I'm writing some children's Math Education software for a class.
I'm going to try and present problems to students of varying skill level with randomly generated math problems of different types in fun ways.
One of the frustrations of using computer based math software is its rigidity. If anyone has taken an online Math class, you'll know all about the frustration of taking an online quiz and having your correct answer thrown out because your problem isn't exactly formatted in their form or some weird spacing issue.
So, originally I thought, "I know! I'll use an expression parser on the answer box so I'll be able to evaluate anything they enter and even if it isn't in the same form I'll be able to check if it is the same answer." So I fire up my IDE and start implementing the Shunting Yard Algorithm.
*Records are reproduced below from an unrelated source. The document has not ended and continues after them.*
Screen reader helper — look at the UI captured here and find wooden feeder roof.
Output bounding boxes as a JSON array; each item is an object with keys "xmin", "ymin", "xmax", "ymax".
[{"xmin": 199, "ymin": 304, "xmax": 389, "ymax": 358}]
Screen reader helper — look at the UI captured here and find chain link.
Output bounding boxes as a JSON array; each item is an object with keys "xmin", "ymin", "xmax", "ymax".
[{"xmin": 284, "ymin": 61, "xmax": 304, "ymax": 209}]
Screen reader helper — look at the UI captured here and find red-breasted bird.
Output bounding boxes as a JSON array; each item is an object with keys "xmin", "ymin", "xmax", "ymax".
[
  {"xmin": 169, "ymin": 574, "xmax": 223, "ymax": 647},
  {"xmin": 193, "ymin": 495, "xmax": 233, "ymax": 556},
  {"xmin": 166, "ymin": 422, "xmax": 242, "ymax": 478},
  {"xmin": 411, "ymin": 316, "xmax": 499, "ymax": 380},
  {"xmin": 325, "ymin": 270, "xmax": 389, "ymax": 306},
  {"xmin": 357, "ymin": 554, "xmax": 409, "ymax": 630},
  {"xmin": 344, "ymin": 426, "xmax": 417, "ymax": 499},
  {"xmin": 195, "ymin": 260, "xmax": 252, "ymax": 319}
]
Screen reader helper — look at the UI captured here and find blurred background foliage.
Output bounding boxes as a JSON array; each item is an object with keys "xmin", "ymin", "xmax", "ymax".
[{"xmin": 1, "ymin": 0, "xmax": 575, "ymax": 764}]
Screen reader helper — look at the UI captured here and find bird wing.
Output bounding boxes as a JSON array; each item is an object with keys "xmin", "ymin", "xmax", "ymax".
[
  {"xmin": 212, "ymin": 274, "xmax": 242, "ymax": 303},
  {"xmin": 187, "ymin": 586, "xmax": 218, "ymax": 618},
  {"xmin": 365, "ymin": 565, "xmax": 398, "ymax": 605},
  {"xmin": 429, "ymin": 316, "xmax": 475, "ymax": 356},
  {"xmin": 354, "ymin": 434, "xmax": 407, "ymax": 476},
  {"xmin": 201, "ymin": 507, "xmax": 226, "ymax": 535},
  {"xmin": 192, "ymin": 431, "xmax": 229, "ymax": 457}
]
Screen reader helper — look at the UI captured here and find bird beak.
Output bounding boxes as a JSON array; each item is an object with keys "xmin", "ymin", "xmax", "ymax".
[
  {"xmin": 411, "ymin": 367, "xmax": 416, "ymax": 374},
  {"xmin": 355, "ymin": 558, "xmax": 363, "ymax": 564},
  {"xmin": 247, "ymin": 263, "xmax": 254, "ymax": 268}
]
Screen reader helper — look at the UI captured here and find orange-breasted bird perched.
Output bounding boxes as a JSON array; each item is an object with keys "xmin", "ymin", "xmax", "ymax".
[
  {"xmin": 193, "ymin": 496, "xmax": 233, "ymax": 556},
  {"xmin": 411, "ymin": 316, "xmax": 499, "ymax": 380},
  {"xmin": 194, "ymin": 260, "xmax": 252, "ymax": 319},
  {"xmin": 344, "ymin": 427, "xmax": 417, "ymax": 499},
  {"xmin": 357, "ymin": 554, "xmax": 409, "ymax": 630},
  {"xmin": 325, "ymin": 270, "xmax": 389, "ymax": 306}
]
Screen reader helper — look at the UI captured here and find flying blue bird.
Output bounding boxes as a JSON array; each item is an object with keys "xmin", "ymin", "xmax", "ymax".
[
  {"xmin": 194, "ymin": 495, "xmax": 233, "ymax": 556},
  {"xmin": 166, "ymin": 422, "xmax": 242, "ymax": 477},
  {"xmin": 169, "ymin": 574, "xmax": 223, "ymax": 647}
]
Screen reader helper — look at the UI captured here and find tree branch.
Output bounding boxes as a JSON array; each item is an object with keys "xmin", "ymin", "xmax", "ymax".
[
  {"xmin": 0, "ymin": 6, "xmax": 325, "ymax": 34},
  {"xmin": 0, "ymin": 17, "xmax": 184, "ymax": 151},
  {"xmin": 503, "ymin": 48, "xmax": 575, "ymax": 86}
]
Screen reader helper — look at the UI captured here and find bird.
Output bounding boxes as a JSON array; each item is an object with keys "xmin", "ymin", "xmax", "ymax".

This would solve the problem of it not taking fractions in the smallest form and other issues.
However, It then hit me that a tricky student would simply be able to enter most of the problems into the answer box and my expression parser would dutifully parse and evaluate it to the correct answer!
So, should I not be using an expression parser in this instance? Do I really have to generate a single form of the answer and do a string comparison?
One possible solution is to note how many steps your expression evaluator takes to evaluate the problem's original expression, and to compare this to the optimal answer. If there's too much difference, then the problem hasn't been reduced enough and you can suggest that the student keep going.
Don't be surprised if students come up with better answers than your own definition of "optimal", though! I was a TA/grader for several classes, and the brightest students routinely had answers on their problem sets that were superior to the ones provided by the professor.
For simple problems where you're looking for an exact answer, then removing whitespace and doing a string compare is reasonable.
For more advanced problems, you might do the Shunting Yard Algorithm (or similar) but perhaps parametrize it so you could turn on/off reductions to guard against the tricky student. You'll notice that "simple" answers can still use the parser, but you would disable all reductions.
For example, on a division question, you'd disable the "/" reduction.
This is a great question.
If you are writing an expression system and an evaluation/transformation/equivalence engine (isn't there one available somewhere? I am almost 100% sure that there is an open source one somewhere), then it's more of an education/algebra problem: is the student's answer algebraically closer to the original expression or to the expected expression.
I'm not sure how to answer that, but just an idea (not necessarily practical): perhaps your evaluation engine can count transformation steps to equivalence. If the answer takes less steps to the expected than it did to the original, it might be ok. If it's too close to the original, it's not.
You could use an expression parser, but apply restrictions on the complexity of the expressions permitted in the answer.
For example, if the goal is to reduce (4/5)*(1/2) and you want to allow either (2/5) or (4/10), then you could restrict the set of allowable answers to expressions whose trees take the form (x/y) and which also evaluate to the correct number. Perhaps you would also allow "0.4", i.e. expressions of the form (x) which evaluate to the correct number.
This is exactly what you would (implicitly) be doing if you graded the problem manually -- you would be looking for an answer that is correct but which also falls into an acceptable class.
The usual way of doing this in mathematics assessment software is to allow the question setter to specify expressions/strings that are not allowed in a correct answer.
If you happen to be interested in existing software, there's the open-source Stack http://www.stack.bham.ac.uk/ (or various commercial options such as MapleTA). I suspect most of the problems that you'll come across have also been encountered by Stack so even if you don't want to use it, it might be educational to look at how it approaches things.